GALEO plans to file suit to change voting system

POSTED: July 16, 2013 1:17 a.m.

Gainesville doesn’t intend to negotiate with the Georgia Association of Latino Elected Officials to avoid a lawsuit, Mayor Danny Dunagan said.

GALEO plans to file a lawsuit by mid-September, the group’s officials announced last week, because they want the city to change its at-large voting system. It asserts the city’s election system violates Section 2 of the Voting Rights Act.

The city has said it doesn’t want to change the system because it works well for all citizens. If it did change, many people remain confused about how that would work.

The at-large system allows all residents to vote for each city representative instead of a ward voting for only its own elected leader.

Both sides disagree on what the demographic and voter registration information really means. Dunagan said the city has issued its statement and stands by it.

Calls to Robert Brinson, the attorney representing the city, were not returned.

“We have spent significant time considering GALEO’s allegations and we strongly disagree with its claims,” the statement said. “The city believes that, regardless of how much gerrymandering might be done, it is not mathematically possible to draw a district where 50 percent of the citizen voting age population of the district is Latino. We have repeatedly asked GALEO to provide any information they have to prove otherwise. To date, that information has not been forthcoming, and in lieu of data, we have repeatedly faced only unsupported assertions.”

Ward 4, currently represented by Councilman George Wangemann, has citizen age voting population that is majority Latino, Gonzalez said. A GALEO analysis presented earlier this year showed Wards 3, 4 and 5 have a Latino population that is more than 50 percent and the Latino voting age population of Ward 5 makes up about 55 percent of all residents in that area.

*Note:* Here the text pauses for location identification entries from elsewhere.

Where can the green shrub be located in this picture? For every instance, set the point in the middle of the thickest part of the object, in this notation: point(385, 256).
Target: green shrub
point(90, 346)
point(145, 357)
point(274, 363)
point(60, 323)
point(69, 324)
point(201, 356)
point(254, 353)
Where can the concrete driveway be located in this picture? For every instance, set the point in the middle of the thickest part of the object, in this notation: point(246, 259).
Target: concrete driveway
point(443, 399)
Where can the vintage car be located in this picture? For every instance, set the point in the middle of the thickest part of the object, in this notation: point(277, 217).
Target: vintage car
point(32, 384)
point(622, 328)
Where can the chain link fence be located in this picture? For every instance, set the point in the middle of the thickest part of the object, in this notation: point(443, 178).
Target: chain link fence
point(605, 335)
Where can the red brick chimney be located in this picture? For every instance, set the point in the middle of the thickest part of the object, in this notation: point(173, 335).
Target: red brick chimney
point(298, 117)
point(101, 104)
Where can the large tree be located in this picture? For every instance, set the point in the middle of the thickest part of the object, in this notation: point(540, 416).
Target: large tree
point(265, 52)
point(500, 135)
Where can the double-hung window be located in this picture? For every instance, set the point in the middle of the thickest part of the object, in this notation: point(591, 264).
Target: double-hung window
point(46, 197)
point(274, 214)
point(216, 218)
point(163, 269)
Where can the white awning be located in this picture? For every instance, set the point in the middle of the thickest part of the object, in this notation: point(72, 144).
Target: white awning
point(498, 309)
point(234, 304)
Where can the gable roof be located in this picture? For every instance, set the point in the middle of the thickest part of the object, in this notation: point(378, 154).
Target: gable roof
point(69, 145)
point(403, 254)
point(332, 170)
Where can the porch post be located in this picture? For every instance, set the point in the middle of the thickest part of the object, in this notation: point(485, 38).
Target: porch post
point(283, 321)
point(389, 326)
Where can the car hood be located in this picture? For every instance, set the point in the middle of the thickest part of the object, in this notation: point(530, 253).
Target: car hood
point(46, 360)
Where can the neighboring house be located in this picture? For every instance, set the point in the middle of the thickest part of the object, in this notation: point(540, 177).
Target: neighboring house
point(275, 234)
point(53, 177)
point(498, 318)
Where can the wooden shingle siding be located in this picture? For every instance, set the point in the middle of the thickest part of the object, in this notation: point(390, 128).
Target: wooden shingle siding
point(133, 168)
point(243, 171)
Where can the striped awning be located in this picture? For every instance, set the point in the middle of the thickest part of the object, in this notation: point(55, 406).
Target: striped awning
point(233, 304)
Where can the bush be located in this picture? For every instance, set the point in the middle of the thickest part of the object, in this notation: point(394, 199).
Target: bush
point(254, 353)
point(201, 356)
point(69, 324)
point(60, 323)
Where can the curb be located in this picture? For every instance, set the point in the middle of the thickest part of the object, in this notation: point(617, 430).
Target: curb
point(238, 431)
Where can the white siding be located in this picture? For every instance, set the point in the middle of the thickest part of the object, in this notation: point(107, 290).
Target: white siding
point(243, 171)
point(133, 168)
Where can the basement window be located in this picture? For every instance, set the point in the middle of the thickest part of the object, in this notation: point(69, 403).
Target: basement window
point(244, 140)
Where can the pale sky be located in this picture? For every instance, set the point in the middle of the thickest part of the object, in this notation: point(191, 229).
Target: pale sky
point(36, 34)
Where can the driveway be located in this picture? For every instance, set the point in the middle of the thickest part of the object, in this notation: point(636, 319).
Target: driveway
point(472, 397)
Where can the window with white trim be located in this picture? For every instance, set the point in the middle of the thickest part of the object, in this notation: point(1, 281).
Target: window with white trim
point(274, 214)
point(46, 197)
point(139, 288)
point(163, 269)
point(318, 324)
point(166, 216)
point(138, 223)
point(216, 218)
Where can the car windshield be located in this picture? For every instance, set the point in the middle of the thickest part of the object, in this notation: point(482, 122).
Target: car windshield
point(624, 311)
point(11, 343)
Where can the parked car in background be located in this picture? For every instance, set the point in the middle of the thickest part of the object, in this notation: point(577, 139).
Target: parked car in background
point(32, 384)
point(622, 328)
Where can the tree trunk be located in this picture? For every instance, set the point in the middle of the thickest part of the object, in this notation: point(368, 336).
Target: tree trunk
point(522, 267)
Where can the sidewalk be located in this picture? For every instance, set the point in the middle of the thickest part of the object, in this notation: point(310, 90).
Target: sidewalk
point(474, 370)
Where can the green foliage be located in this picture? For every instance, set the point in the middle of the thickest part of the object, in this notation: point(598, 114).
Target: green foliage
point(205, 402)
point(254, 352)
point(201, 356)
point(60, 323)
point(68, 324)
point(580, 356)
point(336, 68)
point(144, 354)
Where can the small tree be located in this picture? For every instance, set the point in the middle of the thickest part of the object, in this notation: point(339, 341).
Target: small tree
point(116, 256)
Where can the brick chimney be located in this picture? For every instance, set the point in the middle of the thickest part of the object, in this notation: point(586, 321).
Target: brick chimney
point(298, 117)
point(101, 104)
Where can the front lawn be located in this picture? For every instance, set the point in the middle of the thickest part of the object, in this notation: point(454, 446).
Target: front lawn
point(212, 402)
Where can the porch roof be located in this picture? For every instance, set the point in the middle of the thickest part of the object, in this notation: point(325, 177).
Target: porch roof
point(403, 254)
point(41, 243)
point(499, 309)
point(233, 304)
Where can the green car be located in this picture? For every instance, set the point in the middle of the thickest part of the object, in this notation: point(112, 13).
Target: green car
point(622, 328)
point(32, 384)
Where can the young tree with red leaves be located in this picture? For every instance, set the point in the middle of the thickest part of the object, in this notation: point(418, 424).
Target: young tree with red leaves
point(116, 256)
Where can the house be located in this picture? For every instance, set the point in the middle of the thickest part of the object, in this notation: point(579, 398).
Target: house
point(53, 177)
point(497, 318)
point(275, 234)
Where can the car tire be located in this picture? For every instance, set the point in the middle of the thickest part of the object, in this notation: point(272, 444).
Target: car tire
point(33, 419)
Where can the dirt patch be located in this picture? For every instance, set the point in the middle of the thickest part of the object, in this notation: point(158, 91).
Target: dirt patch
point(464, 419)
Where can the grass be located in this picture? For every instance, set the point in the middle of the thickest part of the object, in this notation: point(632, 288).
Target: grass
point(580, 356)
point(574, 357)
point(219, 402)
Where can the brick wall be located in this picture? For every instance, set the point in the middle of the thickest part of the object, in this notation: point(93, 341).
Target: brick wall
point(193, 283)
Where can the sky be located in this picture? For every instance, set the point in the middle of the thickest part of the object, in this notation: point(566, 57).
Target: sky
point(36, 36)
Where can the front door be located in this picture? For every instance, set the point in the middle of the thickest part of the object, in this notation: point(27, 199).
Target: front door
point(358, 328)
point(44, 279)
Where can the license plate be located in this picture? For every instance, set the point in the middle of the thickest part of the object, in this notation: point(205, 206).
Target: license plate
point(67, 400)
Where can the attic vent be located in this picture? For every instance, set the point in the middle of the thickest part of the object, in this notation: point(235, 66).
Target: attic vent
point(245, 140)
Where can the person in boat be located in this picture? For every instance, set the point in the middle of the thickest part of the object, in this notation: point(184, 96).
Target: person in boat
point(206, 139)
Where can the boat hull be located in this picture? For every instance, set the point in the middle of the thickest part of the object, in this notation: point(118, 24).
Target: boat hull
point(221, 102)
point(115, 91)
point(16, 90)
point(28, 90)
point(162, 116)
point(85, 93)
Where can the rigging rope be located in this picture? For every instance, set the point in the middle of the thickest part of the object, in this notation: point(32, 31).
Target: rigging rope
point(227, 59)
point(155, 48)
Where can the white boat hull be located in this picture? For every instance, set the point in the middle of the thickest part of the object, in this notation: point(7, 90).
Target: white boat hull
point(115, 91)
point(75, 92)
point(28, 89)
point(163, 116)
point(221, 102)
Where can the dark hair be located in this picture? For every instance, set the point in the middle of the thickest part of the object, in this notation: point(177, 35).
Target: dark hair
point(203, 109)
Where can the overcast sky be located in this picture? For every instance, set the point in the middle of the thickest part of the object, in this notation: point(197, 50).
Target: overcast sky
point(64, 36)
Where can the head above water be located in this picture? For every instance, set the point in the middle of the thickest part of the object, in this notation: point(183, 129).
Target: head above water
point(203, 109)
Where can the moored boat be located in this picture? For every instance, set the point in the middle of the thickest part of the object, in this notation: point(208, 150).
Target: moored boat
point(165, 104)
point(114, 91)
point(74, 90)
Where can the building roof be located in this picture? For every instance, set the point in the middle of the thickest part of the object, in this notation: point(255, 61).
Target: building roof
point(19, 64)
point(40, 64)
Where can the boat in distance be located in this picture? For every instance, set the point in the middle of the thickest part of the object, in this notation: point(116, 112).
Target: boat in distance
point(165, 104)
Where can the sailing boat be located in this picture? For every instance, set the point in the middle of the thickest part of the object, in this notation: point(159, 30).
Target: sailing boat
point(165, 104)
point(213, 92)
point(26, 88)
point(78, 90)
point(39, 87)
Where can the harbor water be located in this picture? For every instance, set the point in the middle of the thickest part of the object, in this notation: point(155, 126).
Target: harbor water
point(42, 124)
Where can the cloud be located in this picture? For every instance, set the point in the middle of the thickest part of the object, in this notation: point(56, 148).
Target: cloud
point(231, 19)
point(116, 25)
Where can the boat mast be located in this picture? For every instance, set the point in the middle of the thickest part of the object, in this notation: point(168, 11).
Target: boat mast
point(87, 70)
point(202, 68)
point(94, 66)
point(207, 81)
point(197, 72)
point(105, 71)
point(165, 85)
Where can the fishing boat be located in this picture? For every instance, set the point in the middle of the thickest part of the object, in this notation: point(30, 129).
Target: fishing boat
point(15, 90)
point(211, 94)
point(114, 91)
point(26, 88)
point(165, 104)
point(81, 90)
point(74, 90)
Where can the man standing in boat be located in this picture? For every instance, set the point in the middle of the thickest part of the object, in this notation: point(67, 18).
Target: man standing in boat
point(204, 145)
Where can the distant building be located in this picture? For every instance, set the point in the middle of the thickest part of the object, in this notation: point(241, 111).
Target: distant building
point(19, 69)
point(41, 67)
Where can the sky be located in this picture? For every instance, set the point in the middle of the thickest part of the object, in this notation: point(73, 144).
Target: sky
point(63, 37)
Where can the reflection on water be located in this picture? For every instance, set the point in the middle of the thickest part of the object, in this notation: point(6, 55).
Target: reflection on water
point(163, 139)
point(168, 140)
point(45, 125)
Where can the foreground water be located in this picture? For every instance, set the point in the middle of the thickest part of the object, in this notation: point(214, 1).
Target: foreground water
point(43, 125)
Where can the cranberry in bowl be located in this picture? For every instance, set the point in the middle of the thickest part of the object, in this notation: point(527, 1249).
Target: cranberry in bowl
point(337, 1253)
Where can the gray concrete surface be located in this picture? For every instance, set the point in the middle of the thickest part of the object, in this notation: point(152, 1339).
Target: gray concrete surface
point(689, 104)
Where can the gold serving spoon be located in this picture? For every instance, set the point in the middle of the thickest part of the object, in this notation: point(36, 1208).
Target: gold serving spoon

“We’re very, very disappointed with the city,” Gonzalez said. “We’ve tried for more than two years to reach an amicable resolution with decision with the city and the city’s put roadblock after roadblock after roadblock.”

The group’s lawyers are working pro bono, but the activists will have to pay for expert analysis and reports to prove their case. They hope to raise $30,000 and file the lawsuit by Sept. 15.

Wangemann is up for re-election this year and is facing announced challenger Pablo Picazo. Wangemann said he supports at-large voting, but he’s open to the city settling with the group if possible, to avoid the expense of litigation.

The positions of mayor and council seats for Wards 1 and 4 are up for election in November.

Dunagan, who also represents Ward 1, has said he will run for election as mayor. Real estate agent Charles Alvarez also has announced plans to run for the new elected mayoral post. Gainesville is switching to an elected mayor this year, with the election set for Nov. 5.

Local conversations about the issue reveal confusion about whether the city can make the change itself or if the state needs to be involved. Some residents and at-large opponents have said the City Council can change its charter through a “home rule” ordinance, which means it doesn’t have to go through the legislature. Gainesville redistricting was approved that way.

Other people, including at least one City Council member, have said the decision is up to the General Assembly, and a referendum for citizens to vote on must happen during a gubernatorial or presidential election year.

Rep. Carl Rogers, R-Gainesville, who spent three years working on the city’s charter to change how the mayor is elected, said the charter would have to be changed. Changing the charter to elect leaders differently would require approval of the Hall County delegation and then approval of the General Assembly.

“On any city, county issue that requires local legislation, we do request a unanimous petition from that municipality, commission or authority,” Rogers said. “It’s still up to the local delegation to agree to or disagree to it.”

Georgia Municipal Association spokeswoman Amy Henderson agreed it has to go through the local delegation.